Prof. Carme Torras is a scientist with a remarkable scientific career. She graduated in Mathematics with honours from the University of Barcelona and, holding a Fulbright scholarship, she obtained a Master degree in Computer Science from the University of Massachusetts at Amherst. There she followed a very innovative academic program that linked Brain Theory and Neural Computation, under the guidance of Prof. M.A. Arbib, perhaps the best known scientist in Brain Theory, who was also her Master thesis advisor. This exposure to computational models of the brain strongly influenced her scientific trajectory. Back in Barcelona, she completed her PhD with a thesis about neural models of temporal learning that was published by Springer-Verlag in the series Lecture Notes in Biomathematics.

At the time, most neural models dealt with sensory activity (vision pathways attracting most attention) and focused on the spatial distribution of signals (pattern processing in images). Thus, her thesis centred on motor activity and temporal signal processing was very innovative, really pioneering, and opened up exciting avenues of research, which have been widely pursued by the international scientific community since then. In particular, the thesis highlighted the important role of pacemaker neurons in triggering and sustaining oscillations both in living brains and in computational neural networks, which is the substrate on which the learning of temporal sequences often relies. A further research step was to extract the principles underlying the neural models of motor activity and adapt them to robotics, more specifically to kinematics, robot control and motion planning. This is a research line that Prof. Torras has been pursuing steadily since she joined the Institut de Robòtica i Informàtica Industrial (IRI), where she has formed a large robotics group with twelve seniors and an average of six postdocs at a time.

The pioneering role that Prof. Torras has played in linking brain modelling to robotics shows up (especially at the European level) in the number of top European projects that she has co-organised.

It is important to note that, aside from the theoretical work, some of these projects have led to technology transfer. For instance, within the CONNY project, the group at IRI developed two software packages, one for the visual positioning of robots for Thomson CSF, which was patented, and another for the automatic recalibration of a spatial robot, which was installed on a mock-up of the International Space Station at Daimler-Benz Aerospace in Bremen. Prof. Torras has lead further contracts with industry, such as those signed with the French robotics company Robosoft, for the development of vision modules for both articulated and mobile robots.

An important (in the context of this nomination) aspect of Prof. Torras career is that she continuously attracts to her group researchers with different backgrounds, most notably top-rank mathematicians, experts in artificial intelligence, industrial engineers, mechanical engineers and very competent software engineers, which has allowed the group to tackle very hard and broad-scope problems.
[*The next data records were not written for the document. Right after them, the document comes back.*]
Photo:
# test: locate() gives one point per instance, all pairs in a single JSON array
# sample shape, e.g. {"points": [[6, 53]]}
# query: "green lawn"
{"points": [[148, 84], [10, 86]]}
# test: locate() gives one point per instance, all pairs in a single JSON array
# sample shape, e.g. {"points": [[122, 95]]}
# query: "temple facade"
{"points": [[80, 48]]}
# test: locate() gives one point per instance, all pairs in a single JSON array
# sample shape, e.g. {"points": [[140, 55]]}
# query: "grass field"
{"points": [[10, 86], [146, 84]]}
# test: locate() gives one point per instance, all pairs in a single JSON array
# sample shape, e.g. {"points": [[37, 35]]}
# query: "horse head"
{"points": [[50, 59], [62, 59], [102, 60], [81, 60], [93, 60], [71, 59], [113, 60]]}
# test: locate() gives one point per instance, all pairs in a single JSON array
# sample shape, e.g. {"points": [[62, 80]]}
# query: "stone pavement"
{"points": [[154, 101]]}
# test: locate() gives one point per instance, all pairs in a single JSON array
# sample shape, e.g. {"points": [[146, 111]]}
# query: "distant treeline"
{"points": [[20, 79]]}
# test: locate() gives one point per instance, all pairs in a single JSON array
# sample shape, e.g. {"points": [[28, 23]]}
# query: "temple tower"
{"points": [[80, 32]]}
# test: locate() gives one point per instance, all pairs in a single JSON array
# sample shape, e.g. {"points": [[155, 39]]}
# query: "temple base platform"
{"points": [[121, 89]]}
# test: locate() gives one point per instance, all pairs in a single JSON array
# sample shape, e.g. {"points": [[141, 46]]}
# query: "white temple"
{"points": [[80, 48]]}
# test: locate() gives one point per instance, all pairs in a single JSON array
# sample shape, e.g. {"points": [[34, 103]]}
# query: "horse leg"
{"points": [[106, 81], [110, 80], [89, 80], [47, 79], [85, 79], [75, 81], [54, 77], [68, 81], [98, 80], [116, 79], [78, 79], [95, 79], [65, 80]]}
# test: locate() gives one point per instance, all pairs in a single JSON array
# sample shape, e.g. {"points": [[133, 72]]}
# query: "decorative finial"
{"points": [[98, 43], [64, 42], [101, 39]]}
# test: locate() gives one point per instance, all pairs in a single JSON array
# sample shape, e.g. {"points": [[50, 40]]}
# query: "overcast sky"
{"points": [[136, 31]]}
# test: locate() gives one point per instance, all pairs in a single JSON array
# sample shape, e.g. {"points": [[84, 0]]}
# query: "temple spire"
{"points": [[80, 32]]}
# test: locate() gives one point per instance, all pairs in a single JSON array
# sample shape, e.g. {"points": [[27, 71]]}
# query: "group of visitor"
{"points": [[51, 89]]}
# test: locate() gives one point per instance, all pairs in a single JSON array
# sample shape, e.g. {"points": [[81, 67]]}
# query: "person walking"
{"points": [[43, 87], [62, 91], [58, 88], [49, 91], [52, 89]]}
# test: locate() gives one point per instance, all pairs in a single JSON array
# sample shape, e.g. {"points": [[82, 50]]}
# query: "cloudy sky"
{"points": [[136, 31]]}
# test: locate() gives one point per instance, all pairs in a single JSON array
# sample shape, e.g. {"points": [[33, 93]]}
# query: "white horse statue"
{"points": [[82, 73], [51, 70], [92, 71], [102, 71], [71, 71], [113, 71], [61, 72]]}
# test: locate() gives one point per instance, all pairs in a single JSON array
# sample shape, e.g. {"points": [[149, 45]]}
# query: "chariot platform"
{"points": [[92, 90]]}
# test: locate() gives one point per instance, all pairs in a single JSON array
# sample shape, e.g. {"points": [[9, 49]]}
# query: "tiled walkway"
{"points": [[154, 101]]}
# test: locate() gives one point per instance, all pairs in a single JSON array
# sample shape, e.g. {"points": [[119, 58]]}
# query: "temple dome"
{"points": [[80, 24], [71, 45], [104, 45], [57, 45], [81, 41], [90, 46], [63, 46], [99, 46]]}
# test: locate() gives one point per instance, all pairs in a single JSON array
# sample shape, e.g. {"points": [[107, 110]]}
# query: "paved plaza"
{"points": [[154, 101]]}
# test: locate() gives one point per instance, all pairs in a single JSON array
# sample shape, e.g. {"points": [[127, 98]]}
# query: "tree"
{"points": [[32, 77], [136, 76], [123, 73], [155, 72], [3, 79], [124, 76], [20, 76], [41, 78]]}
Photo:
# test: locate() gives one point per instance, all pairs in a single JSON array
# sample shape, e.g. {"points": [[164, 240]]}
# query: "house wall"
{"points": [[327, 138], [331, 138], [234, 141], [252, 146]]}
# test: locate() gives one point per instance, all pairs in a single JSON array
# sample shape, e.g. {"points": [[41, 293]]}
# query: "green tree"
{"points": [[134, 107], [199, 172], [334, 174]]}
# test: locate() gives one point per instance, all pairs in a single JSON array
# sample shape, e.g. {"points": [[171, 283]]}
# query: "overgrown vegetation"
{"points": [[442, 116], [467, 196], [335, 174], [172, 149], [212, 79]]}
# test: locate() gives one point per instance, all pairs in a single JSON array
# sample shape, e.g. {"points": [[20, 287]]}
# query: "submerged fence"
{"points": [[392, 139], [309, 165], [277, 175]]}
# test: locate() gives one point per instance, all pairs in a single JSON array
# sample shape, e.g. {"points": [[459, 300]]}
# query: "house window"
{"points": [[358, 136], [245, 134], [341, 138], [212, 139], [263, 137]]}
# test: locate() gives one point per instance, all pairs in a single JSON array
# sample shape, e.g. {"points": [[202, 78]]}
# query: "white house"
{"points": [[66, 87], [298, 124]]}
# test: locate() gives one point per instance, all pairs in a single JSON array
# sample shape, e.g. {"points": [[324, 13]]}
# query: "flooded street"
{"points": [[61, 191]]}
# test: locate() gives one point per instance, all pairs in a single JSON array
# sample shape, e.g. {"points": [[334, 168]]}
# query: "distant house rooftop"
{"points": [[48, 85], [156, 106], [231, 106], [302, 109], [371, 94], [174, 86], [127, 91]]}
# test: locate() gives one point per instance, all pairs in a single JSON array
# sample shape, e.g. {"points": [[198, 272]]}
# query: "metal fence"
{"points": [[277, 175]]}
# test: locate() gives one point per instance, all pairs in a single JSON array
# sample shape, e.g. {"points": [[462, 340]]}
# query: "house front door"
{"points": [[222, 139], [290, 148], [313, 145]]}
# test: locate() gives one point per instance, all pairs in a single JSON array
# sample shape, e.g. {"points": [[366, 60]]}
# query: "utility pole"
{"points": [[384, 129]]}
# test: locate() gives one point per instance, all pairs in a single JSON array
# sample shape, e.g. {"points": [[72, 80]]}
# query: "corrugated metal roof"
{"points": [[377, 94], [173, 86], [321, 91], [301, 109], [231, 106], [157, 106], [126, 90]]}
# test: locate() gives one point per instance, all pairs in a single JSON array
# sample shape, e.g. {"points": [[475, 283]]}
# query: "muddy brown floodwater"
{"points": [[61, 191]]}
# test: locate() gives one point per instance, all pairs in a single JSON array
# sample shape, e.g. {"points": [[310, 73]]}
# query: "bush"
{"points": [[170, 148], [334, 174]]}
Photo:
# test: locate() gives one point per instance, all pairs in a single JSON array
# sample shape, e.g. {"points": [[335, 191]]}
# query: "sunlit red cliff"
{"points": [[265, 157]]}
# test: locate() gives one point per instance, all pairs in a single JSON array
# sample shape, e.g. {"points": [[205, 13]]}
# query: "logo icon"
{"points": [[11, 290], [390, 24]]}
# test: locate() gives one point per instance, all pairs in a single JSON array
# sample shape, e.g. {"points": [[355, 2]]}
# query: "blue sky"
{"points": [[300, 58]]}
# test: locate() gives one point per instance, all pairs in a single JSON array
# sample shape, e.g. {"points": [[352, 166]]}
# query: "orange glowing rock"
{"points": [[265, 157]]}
This shows up in the great variety of top-ranked journals in which she has published. For example, the intense collaboration with algebraic geometers has led to a recent series of papers on parallel manipulators, published in both robotics and mathematical journals with high impact.

Also important in the context of this nomination is the enthusiastic dedication of Prof. Torras to the training of very promising students and young researchers - some of them have later become renowned researchers.

The scientific, didactic, and organizational merrits of her career have been well recognized. She has received various awards - we highlight here the Narcís Monturiol Medal in recognition of a significant scientific and technological career by the Generalitat de Catalunya, and the recognition as Fellow of the European Coordinating Committee for Artificial Intelligence (ECCAI).